Sunday, November 08, 2020

SNOW FALL

 The old lady could see from the back door that the new wall furnace vent was being advanced upon by a snow drift built by the wind coming around the corner of the house.  She knew that if the vent were covered, it would mean carbon monoxide in the house — possibly, though the advertising said it would not ever vent into the house — or it would snuff out the furnace that was protecting the temperature of the house.


Good thing she finally located her winter coat yesterday.  And in Montana the snow shovel never really gets put away.  So she suited up, except where were her boots?  Hmmm.  Oh, well.  Put on mittens?  Some kind of wimp, are you?  It will only take second.  Sure enough.  Went well except that when she put on her fearsome winter hat with the fur pompom on the top, the cats scattered in a panic.  Hard-wired to fear hats are cats.


The shovel flew, the light snow went swirling, some doubling back to coat her face.  


The forecast said snow would slack at ten PM but thinking about it bugged her, so later she went back out.  It was easy the first time.


The second time, she fell, tripped by vegetation under the deep soft snow.  No damage.  Still holding the snow shovel.  But old ladies can’t stand up without holding onto something solid.  The snow was like soap suds — arms plunged down to the ground but got trapped so no pushing up from that low.  Snow shovel too flimsy — chosen to be light because snow here is almost always dry and light unless it’s old.  Like the old woman.


No yelling for help.  Not with these neighbors.


Thinking about lying on the snow as though it were quicksand going horizontal instead of straight up.  Thinking about floundering through the drift by crawling to the edge of the raised flower bed.  Thinking about putting the snowshovel horizontal on the snow and getting enough resistance to push to her feet.


First try, no luck.  Try harder.  Beginning to chill now.  Bare hands have gone numb.  But head is warm.  Try harder to use the rubber band muscles.  Get at least one foot out in front to push.  


Try harder.


Consider whether this would be believable in a story.  Red coat, just the back of it plus the hat pompon showing above the drift.  All cats killed by the furnace vent being covered by snow so the house filled with carbon monoxide.


Not that.


Try again. To the limit.  Wobble, wheeze, stagger.  Up. 

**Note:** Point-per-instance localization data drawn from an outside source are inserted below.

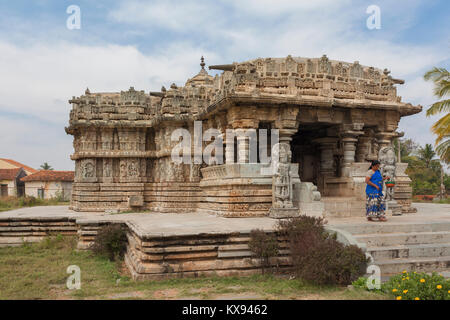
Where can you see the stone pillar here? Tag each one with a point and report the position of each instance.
(349, 146)
(326, 146)
(384, 139)
(282, 183)
(363, 148)
(349, 134)
(229, 149)
(243, 146)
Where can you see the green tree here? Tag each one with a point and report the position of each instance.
(441, 80)
(426, 154)
(46, 166)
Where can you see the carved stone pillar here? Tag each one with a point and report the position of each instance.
(229, 149)
(363, 148)
(243, 147)
(384, 139)
(349, 135)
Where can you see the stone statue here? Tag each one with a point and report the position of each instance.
(88, 170)
(387, 158)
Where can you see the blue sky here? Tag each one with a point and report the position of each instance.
(147, 44)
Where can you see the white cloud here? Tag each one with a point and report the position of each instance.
(38, 80)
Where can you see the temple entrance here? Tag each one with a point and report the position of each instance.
(307, 153)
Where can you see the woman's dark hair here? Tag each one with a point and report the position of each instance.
(374, 163)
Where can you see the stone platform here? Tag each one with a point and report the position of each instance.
(162, 245)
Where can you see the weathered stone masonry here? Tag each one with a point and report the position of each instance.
(334, 116)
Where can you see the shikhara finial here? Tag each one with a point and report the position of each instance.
(202, 63)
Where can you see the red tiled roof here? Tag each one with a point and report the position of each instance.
(19, 165)
(9, 174)
(50, 175)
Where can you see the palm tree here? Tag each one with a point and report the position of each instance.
(46, 166)
(441, 79)
(426, 154)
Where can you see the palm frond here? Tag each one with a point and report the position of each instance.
(443, 150)
(437, 74)
(438, 107)
(441, 88)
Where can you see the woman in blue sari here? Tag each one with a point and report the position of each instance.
(375, 206)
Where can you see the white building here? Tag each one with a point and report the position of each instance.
(10, 182)
(47, 184)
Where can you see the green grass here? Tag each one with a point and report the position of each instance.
(11, 203)
(38, 271)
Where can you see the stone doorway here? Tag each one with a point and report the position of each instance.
(306, 147)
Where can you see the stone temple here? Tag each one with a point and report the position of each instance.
(332, 118)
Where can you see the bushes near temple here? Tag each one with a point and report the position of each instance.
(413, 286)
(317, 256)
(11, 203)
(110, 242)
(264, 246)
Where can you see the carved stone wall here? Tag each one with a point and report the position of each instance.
(122, 140)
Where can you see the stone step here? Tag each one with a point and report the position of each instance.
(382, 227)
(391, 239)
(342, 207)
(409, 251)
(424, 264)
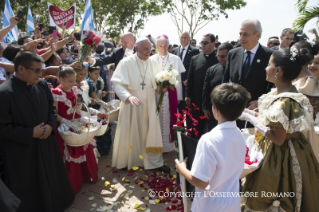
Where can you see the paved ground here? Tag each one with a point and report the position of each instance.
(128, 190)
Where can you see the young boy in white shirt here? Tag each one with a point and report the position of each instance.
(220, 154)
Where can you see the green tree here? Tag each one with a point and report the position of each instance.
(193, 15)
(305, 14)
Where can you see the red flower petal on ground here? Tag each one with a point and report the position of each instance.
(195, 122)
(196, 132)
(178, 115)
(179, 124)
(88, 41)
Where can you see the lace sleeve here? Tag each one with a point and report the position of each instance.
(293, 116)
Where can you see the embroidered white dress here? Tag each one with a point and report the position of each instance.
(290, 168)
(164, 114)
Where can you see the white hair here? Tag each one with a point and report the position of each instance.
(254, 22)
(162, 38)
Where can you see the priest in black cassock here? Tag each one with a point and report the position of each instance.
(214, 76)
(34, 168)
(195, 80)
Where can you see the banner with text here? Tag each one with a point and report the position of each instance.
(58, 17)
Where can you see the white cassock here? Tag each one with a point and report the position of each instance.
(138, 131)
(164, 114)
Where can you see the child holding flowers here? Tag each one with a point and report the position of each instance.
(80, 162)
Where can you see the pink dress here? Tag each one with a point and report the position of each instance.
(79, 162)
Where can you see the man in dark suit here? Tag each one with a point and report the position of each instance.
(214, 76)
(195, 80)
(246, 65)
(286, 37)
(185, 52)
(128, 42)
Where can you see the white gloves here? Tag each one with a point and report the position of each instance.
(254, 121)
(93, 111)
(251, 112)
(70, 125)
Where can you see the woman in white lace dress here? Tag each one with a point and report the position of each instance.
(288, 179)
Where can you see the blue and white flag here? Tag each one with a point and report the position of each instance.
(30, 23)
(7, 14)
(88, 21)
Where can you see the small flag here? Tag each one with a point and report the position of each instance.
(30, 23)
(8, 13)
(88, 21)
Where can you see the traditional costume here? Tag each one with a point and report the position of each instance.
(170, 100)
(290, 168)
(79, 162)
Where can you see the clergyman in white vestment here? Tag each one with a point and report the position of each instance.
(164, 58)
(138, 139)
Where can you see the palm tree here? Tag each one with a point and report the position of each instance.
(305, 14)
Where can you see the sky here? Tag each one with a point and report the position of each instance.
(274, 15)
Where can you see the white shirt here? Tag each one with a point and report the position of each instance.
(184, 53)
(252, 53)
(219, 160)
(3, 72)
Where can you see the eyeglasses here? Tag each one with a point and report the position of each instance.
(221, 56)
(37, 71)
(204, 43)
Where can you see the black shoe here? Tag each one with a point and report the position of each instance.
(164, 169)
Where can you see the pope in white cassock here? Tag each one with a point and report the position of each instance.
(138, 139)
(171, 98)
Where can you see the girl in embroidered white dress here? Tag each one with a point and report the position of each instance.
(288, 178)
(80, 162)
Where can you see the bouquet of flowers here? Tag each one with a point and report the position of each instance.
(166, 78)
(89, 42)
(253, 156)
(181, 124)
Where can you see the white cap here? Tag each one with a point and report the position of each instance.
(141, 39)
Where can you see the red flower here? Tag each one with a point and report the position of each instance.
(195, 107)
(88, 41)
(195, 122)
(179, 124)
(178, 115)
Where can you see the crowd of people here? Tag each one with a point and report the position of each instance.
(221, 86)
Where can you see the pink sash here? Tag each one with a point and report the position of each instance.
(172, 96)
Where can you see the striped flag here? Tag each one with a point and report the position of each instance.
(7, 14)
(88, 21)
(30, 23)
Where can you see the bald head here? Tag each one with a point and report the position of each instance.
(184, 39)
(143, 49)
(128, 40)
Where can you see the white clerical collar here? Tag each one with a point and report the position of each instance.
(139, 59)
(253, 50)
(186, 47)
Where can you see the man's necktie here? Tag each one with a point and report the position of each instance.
(246, 65)
(181, 55)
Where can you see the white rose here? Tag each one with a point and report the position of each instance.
(168, 76)
(174, 73)
(172, 81)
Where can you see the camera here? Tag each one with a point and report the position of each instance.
(77, 35)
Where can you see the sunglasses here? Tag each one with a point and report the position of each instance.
(204, 43)
(37, 71)
(221, 56)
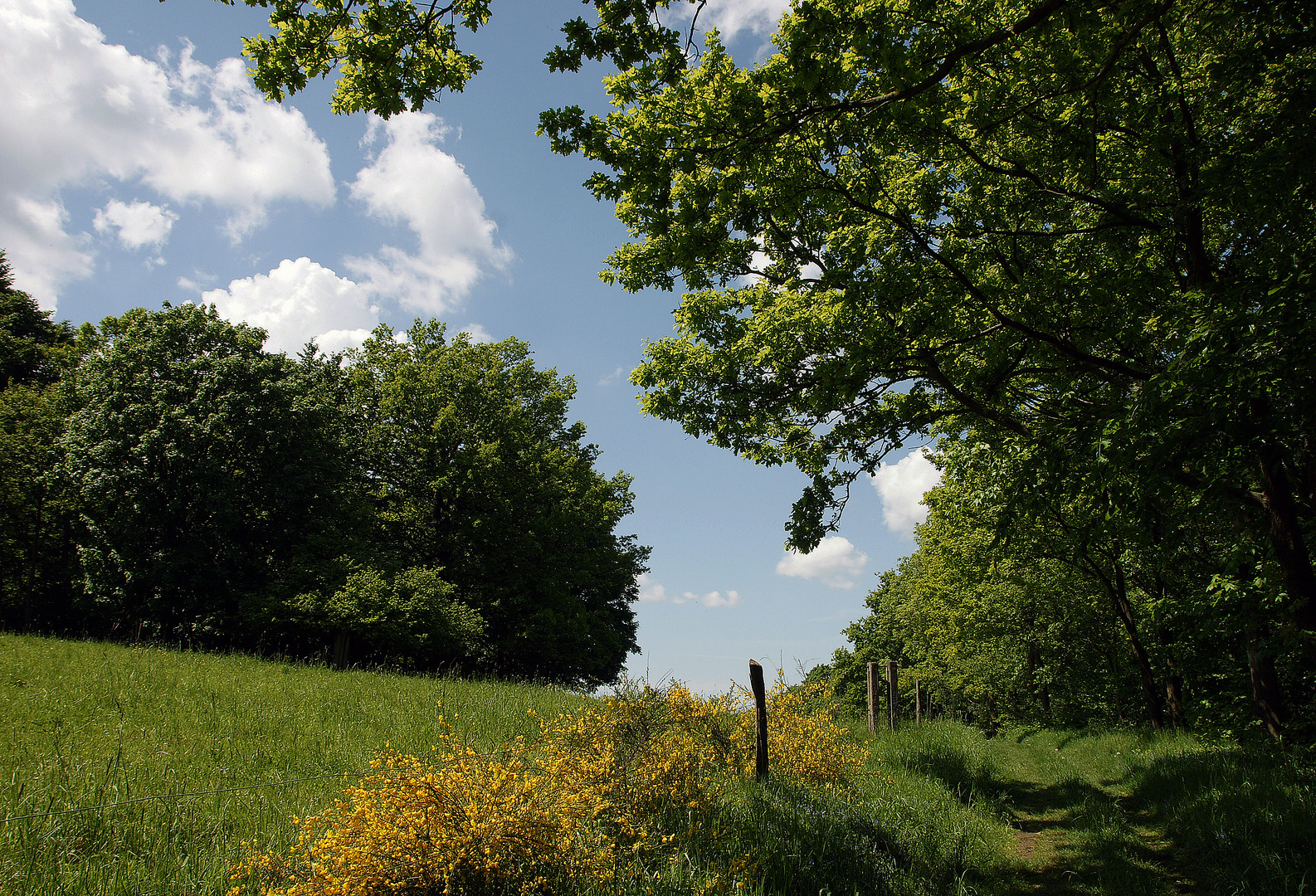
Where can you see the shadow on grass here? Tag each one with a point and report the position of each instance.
(968, 779)
(1074, 839)
(1241, 820)
(804, 842)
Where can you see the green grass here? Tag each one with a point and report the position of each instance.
(145, 772)
(91, 725)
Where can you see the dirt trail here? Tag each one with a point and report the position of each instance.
(1077, 837)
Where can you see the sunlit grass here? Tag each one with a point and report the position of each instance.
(144, 772)
(94, 725)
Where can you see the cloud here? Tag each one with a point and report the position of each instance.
(651, 592)
(734, 16)
(902, 487)
(712, 599)
(476, 334)
(80, 112)
(298, 301)
(139, 224)
(835, 562)
(415, 183)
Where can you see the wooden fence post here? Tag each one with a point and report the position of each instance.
(893, 694)
(873, 698)
(756, 683)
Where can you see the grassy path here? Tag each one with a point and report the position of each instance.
(1080, 830)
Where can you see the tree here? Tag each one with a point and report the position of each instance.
(1065, 225)
(474, 470)
(390, 54)
(36, 514)
(200, 464)
(33, 350)
(1058, 224)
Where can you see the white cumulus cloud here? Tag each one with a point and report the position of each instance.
(137, 224)
(79, 111)
(653, 592)
(902, 487)
(734, 16)
(415, 183)
(835, 562)
(298, 301)
(476, 334)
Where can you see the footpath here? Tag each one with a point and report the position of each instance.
(1077, 835)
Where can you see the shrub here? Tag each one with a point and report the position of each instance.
(629, 792)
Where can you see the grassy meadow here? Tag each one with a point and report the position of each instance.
(134, 770)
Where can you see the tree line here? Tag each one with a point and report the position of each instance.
(419, 502)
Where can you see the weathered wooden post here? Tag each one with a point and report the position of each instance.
(893, 694)
(756, 683)
(873, 698)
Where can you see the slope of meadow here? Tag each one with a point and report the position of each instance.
(133, 770)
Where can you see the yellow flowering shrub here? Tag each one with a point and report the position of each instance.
(622, 792)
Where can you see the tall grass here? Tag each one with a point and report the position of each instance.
(145, 772)
(94, 733)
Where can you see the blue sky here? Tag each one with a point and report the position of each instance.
(139, 166)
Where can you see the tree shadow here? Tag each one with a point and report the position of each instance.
(1075, 840)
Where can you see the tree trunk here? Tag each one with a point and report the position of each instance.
(1174, 698)
(1124, 611)
(1286, 537)
(1265, 686)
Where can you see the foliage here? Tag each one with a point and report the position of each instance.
(33, 350)
(471, 467)
(199, 462)
(390, 54)
(411, 619)
(617, 795)
(1041, 220)
(36, 512)
(415, 503)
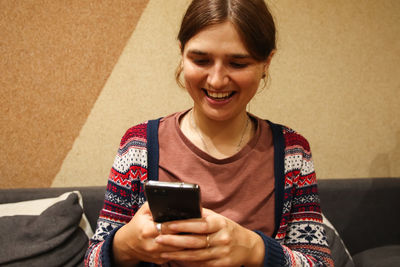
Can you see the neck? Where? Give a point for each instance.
(220, 139)
(231, 128)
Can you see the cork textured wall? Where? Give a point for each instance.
(76, 74)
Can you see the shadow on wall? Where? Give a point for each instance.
(387, 164)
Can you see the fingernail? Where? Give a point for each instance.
(164, 255)
(172, 226)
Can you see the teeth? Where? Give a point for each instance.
(219, 94)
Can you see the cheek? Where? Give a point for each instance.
(247, 81)
(192, 75)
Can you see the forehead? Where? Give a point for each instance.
(221, 38)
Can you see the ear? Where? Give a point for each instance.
(180, 48)
(268, 61)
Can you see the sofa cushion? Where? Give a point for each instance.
(385, 256)
(45, 232)
(340, 254)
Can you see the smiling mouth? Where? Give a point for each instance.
(218, 95)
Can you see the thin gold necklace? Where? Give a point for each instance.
(194, 126)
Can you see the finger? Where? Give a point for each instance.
(192, 255)
(196, 226)
(184, 241)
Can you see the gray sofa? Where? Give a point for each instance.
(365, 213)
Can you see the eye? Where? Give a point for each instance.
(201, 62)
(237, 65)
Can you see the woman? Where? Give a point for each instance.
(259, 195)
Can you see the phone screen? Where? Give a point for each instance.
(170, 201)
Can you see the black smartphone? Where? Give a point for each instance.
(170, 201)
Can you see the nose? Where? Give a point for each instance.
(218, 77)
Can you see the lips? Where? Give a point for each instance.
(219, 96)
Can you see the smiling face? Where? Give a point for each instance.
(220, 75)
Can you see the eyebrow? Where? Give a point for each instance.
(202, 53)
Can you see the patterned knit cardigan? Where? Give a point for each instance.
(299, 238)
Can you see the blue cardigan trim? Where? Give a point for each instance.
(152, 149)
(279, 171)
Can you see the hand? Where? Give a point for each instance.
(135, 241)
(214, 241)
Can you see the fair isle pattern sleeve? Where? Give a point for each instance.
(301, 232)
(124, 194)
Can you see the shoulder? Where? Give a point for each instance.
(293, 139)
(137, 132)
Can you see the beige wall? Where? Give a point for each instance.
(75, 76)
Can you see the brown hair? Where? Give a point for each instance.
(251, 19)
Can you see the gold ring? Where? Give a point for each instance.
(208, 241)
(159, 226)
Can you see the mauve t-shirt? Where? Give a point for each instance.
(240, 187)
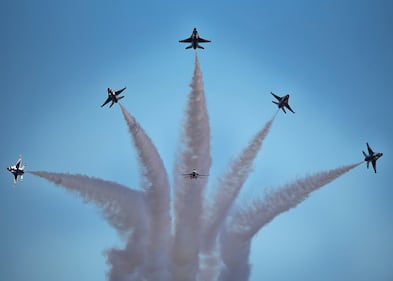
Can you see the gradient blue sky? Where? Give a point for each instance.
(335, 58)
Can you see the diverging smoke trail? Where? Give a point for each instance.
(122, 207)
(156, 185)
(216, 211)
(229, 186)
(235, 238)
(188, 193)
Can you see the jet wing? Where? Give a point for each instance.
(119, 91)
(107, 100)
(201, 40)
(370, 151)
(188, 40)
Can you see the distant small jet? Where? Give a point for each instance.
(194, 174)
(282, 102)
(17, 170)
(194, 39)
(372, 157)
(113, 96)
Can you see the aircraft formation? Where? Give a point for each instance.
(282, 103)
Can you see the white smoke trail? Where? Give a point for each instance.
(122, 207)
(229, 186)
(246, 222)
(194, 154)
(156, 185)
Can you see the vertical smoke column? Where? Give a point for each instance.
(236, 237)
(122, 207)
(194, 154)
(229, 186)
(156, 185)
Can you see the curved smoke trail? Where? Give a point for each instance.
(156, 185)
(200, 245)
(230, 185)
(194, 154)
(216, 211)
(123, 208)
(236, 237)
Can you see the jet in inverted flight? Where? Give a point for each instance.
(194, 174)
(371, 157)
(113, 96)
(282, 102)
(17, 170)
(194, 39)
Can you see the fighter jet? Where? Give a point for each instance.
(282, 102)
(113, 96)
(194, 174)
(194, 39)
(17, 170)
(372, 157)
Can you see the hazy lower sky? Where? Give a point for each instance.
(335, 59)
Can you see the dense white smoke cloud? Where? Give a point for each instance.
(207, 238)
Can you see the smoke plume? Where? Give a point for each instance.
(157, 194)
(203, 239)
(194, 154)
(245, 222)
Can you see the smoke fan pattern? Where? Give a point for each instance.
(208, 238)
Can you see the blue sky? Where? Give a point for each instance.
(335, 58)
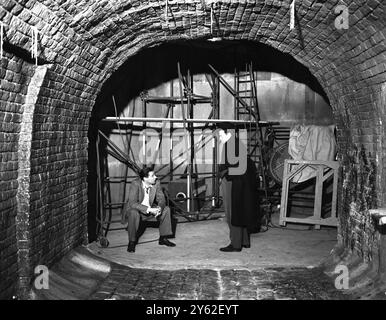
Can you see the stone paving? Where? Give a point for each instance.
(295, 283)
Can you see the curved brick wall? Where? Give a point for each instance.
(82, 43)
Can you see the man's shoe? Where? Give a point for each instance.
(131, 247)
(166, 242)
(230, 248)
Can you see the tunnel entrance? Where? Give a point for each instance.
(287, 95)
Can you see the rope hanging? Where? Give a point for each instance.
(1, 39)
(292, 17)
(211, 18)
(166, 11)
(34, 45)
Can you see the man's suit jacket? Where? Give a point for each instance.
(136, 195)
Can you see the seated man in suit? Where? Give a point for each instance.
(146, 202)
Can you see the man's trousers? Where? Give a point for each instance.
(135, 217)
(239, 236)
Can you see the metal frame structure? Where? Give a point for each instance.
(246, 116)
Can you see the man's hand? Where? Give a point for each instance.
(155, 211)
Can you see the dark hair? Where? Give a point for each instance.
(144, 172)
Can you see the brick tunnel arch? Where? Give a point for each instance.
(81, 44)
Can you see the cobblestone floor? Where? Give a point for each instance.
(297, 283)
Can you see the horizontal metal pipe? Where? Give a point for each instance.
(176, 120)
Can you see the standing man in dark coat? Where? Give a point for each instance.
(239, 192)
(146, 203)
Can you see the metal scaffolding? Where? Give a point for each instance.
(246, 116)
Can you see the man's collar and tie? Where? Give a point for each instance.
(146, 187)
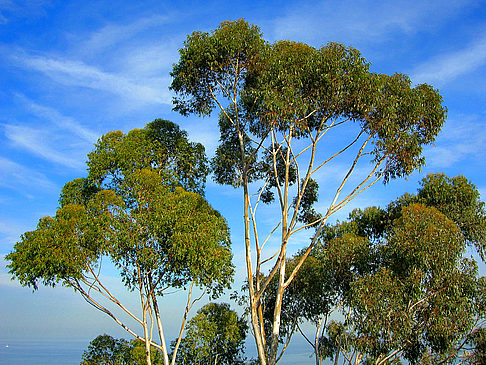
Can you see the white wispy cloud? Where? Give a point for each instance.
(79, 74)
(448, 67)
(112, 34)
(17, 176)
(462, 138)
(21, 9)
(351, 20)
(40, 142)
(61, 121)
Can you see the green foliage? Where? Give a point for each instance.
(214, 336)
(274, 97)
(106, 350)
(161, 146)
(141, 208)
(135, 215)
(397, 275)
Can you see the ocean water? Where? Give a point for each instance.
(69, 352)
(38, 352)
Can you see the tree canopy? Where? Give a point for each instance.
(215, 335)
(278, 102)
(139, 207)
(394, 283)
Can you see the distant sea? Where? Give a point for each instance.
(38, 352)
(69, 352)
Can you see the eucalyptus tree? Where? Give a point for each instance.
(399, 279)
(140, 208)
(215, 335)
(287, 111)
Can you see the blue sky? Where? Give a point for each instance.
(71, 71)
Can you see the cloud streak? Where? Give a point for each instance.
(16, 176)
(80, 74)
(450, 66)
(462, 138)
(61, 121)
(39, 143)
(353, 21)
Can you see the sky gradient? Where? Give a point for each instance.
(71, 71)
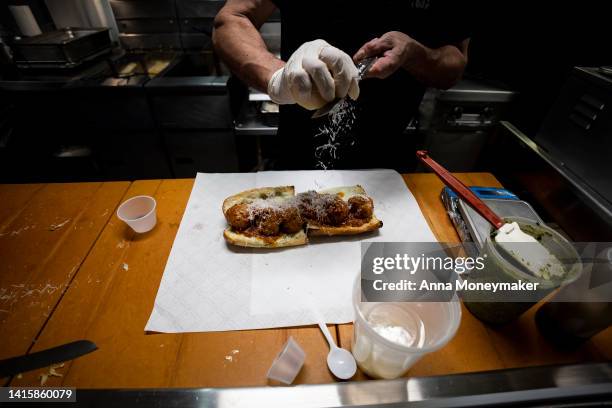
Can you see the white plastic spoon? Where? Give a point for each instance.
(509, 236)
(340, 361)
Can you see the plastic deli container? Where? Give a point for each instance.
(500, 266)
(389, 337)
(139, 213)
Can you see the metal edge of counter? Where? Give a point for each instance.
(549, 385)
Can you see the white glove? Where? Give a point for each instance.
(315, 74)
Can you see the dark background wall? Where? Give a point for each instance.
(532, 46)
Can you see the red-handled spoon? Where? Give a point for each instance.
(461, 190)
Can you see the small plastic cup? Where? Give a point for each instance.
(287, 365)
(417, 328)
(139, 213)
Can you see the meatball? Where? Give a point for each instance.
(292, 221)
(306, 205)
(238, 216)
(361, 207)
(268, 221)
(336, 211)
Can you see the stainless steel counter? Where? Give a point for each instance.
(567, 386)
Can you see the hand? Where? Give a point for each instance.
(393, 50)
(315, 74)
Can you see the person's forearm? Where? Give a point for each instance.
(239, 44)
(441, 67)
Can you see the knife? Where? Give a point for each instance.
(44, 358)
(363, 67)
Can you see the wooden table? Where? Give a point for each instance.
(71, 270)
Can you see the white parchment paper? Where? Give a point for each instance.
(211, 286)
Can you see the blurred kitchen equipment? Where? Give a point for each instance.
(287, 365)
(565, 166)
(25, 20)
(457, 123)
(568, 322)
(340, 361)
(65, 48)
(363, 67)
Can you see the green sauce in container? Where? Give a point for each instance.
(501, 266)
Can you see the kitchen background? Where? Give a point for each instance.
(131, 89)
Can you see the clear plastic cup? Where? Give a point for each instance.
(287, 365)
(139, 213)
(417, 328)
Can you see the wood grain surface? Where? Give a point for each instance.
(112, 297)
(107, 278)
(46, 232)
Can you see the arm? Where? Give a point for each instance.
(237, 41)
(440, 67)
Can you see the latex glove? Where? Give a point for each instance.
(315, 74)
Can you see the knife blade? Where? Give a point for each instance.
(44, 358)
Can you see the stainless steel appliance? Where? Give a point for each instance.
(458, 122)
(65, 48)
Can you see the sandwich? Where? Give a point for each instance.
(275, 217)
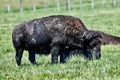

A step.  Wait to stabilize.  Can’t feel much.


Step.  


Out of the drift now and using the shovel for a flimsy staff.


Half a dozen more steps to the garage door and pull it shut.  Careful now crossing the garage to the kitchen door.  Step up.  Her ex-husband’s second wife died of a broken hip when she fell on her step up to garage-to-kitchen door.  At least this old lady was too chilled to feel anything.


Door sticks.  Give it a hard kick.


All the cats sit in a row, watching.  What trick will she do next?  We don’t want to miss anything.  


It took a while to warm up enough to write.  But she wrote.  It’s all about writing.  Nothing is wasted.  Even the life-threatening.


Cats yawn.  Back to sleep unless we hear a can open.


Old lady begins planning snow diversion to prevent any more snowdrifts.  Maybe a big pile of yard trash at the corner of the house.  This snowfall will be gone by the end of the week.